The Amateurs by John Niven
|The Amateurs by John Niven|
|Genre: General Fiction|
|Reviewer: Sue Magee|
|Summary: Sexy, violent and funny. This is not golf as you thought you knew it and ou really should avoid reading it in a public place.|
|Buy? Yes||Borrow? Yes|
|Pages: 384||Date: July 2010|
Gary Irvine only wants two things out of life. He'd like to have children and he wants to reduce his golf handicap. Nothing extraordinary there, you might think except for the fact that his wife, Pauline, is planning to leave him for a self-made carpet millionaire and Gary is a dreadful golfer. His handicap is eighteen – but I'm not entirely certain how he got it down to that level in the first place. His family doesn't give him much solace either. His brother Lee is on the fringes of the local criminal underworld and hasn't the wit to keep himself out of trouble with Ranta Campbell, the local overlord. Ranta could be quite likeable if it wasn't for his penchant for a certain type of violence designed to keep the others in line rather than to teach the victim a lesson.

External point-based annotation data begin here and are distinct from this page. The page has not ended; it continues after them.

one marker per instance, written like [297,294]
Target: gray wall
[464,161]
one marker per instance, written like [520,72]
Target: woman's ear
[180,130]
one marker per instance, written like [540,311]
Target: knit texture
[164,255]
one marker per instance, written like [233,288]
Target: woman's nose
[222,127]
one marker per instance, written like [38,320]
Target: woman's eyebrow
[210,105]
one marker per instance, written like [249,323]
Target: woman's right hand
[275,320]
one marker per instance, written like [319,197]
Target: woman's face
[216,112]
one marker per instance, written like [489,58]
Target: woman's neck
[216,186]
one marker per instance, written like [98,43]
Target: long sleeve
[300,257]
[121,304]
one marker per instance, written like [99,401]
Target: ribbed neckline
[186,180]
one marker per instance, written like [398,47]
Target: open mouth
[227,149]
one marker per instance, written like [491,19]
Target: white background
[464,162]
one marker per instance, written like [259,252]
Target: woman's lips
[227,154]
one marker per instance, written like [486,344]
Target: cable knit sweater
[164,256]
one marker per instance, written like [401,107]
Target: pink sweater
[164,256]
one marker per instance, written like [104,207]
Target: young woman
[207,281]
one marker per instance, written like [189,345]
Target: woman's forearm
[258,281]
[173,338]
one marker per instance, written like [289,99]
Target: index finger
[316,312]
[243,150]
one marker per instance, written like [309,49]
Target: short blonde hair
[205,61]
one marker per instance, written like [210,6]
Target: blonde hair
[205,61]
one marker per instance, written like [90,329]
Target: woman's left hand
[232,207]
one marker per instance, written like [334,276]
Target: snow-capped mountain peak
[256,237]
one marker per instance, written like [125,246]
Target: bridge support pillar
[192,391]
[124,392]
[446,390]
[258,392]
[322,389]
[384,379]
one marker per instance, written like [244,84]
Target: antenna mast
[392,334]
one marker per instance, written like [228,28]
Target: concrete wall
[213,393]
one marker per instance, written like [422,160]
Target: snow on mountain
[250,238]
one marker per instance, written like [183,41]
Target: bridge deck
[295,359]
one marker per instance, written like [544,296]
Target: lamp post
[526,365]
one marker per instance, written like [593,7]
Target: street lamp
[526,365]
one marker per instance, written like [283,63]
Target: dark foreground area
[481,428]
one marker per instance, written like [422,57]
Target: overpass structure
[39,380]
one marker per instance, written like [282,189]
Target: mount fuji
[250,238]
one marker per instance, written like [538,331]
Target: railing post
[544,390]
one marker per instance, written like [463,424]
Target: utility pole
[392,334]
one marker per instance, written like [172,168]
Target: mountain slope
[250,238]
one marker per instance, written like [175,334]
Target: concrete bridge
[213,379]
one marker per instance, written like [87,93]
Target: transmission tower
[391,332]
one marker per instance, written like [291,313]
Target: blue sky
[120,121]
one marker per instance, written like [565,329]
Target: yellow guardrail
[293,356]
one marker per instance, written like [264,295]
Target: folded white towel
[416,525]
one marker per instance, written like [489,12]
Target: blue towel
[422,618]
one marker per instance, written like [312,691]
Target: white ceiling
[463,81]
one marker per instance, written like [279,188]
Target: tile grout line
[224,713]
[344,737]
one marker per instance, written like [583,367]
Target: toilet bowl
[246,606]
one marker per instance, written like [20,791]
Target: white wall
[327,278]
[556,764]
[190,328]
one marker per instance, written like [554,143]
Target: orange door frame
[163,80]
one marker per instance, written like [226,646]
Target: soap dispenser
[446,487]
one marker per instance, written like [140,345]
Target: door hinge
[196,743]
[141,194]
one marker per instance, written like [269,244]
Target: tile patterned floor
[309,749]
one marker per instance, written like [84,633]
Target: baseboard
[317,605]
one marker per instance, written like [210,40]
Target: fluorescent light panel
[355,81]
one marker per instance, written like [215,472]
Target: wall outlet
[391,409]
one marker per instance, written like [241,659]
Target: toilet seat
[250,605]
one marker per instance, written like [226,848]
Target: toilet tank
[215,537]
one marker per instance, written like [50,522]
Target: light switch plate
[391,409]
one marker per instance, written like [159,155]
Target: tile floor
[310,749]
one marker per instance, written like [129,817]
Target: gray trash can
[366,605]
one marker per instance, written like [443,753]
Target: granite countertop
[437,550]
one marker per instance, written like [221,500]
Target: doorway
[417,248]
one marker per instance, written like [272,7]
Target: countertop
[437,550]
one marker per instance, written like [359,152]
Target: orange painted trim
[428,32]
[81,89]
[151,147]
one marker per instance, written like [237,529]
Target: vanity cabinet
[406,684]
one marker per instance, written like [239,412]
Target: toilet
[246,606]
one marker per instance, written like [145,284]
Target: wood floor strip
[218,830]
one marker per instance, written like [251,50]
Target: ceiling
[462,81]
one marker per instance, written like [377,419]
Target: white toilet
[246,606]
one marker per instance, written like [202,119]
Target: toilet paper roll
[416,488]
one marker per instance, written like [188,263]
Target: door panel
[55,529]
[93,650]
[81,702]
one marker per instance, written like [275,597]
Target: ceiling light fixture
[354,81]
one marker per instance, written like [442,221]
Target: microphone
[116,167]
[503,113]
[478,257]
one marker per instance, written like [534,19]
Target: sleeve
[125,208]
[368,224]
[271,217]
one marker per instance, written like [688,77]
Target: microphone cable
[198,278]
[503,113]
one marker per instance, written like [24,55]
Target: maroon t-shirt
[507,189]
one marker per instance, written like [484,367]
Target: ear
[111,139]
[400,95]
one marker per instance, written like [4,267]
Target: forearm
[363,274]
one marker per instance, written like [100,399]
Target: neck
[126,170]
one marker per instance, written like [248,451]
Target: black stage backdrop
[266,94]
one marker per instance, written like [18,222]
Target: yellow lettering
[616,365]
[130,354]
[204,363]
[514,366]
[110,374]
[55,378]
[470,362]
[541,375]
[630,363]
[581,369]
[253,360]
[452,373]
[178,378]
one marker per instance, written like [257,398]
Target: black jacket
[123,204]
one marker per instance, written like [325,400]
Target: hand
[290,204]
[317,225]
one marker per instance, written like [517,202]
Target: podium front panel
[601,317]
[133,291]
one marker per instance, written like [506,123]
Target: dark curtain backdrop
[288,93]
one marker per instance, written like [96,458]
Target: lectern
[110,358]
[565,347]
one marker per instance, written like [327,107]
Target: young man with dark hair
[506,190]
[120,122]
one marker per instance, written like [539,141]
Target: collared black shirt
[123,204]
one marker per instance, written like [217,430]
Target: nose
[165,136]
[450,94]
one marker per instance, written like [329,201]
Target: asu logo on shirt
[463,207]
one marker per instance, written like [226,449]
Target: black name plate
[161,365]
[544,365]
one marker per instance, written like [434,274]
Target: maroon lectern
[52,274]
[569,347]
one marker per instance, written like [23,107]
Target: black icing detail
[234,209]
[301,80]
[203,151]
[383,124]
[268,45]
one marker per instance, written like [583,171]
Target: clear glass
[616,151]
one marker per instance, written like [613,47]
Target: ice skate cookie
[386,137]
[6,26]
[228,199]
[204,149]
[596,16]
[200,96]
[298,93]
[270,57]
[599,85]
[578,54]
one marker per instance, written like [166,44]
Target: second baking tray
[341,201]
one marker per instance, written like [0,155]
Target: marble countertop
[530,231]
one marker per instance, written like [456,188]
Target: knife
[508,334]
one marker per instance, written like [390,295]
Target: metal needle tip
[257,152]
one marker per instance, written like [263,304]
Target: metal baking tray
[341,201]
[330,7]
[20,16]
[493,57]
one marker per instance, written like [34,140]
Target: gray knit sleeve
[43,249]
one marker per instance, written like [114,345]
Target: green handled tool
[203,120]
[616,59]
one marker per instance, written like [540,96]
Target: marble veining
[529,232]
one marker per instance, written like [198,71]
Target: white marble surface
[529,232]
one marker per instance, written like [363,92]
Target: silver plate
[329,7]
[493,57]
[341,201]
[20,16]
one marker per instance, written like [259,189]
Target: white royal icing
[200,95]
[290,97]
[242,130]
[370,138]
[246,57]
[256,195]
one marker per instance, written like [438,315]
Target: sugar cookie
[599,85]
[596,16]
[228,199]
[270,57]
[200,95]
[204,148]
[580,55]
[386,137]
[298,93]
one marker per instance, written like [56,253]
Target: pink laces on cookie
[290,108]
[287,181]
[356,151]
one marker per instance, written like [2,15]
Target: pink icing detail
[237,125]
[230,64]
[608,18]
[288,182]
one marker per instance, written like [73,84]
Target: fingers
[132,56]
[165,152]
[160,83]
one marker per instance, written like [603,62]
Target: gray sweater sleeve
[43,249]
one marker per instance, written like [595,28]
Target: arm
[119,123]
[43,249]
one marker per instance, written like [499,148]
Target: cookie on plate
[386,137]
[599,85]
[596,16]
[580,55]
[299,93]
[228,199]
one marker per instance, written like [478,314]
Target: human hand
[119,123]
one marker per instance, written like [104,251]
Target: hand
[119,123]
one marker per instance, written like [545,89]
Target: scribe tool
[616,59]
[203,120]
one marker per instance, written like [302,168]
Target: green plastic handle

Being hit on the head by a speeding golf ball certainly changed Gary's life. The good part was that in a matter of just a few months he became a scratch golfer, broke the Club record and entered for the Open. The other side effects weren't quite so pleasant. Under stress he has a rather nasty case of Tourette's syndrome (and a vocabulary of Glaswegian obscenities to make that particularly trying for those who weren't expecting it). He also has Kluver-Bucy syndrome. I'll save you looking that one up. The symptom which is causing Gary particular problems is best defined (in polite company) as hyper sexuality – and Gary has a habit of finding himself in polite company whilst having certain overwhelming needs.
The book is totally outrageous. You know it couldn't happen, yet you have this sneaking feeling that perhaps, just perhaps, it could. It's violent, but then that's Ranta's fault. He's a nice man who likes playing with his children and the violence is usually performed by certain specialists and it's people like Lee Irvine who are likely to be the victim. Lee's got children too. They're called Amazon, Styx and Delta. He and his wife wanted to name them after rivers. And yes – the book is funny. In places it's laugh-out-loud funny. It's best read in private and please don't try reading bits out to anyone else. You'll get arrested.
It has the golf to perfection. You sense a love-hate relationship with the game, but then that's true of most golfers. Who was it who said that there's a good reason why 'golf' is a four letter word? If you want a damned good read then you could do a lot worse than The Amateurs.
I'd like to thank the publishers for sending a copy to the Bookbag.
We can recommend The Back Nine by Billy Mott for more golf fiction and if you're interested in the game itself then we think you might enjoy Moment of Glory: The Year Tiger Lost His Swing and Underdogs Ruled the Majors by John Feinstein.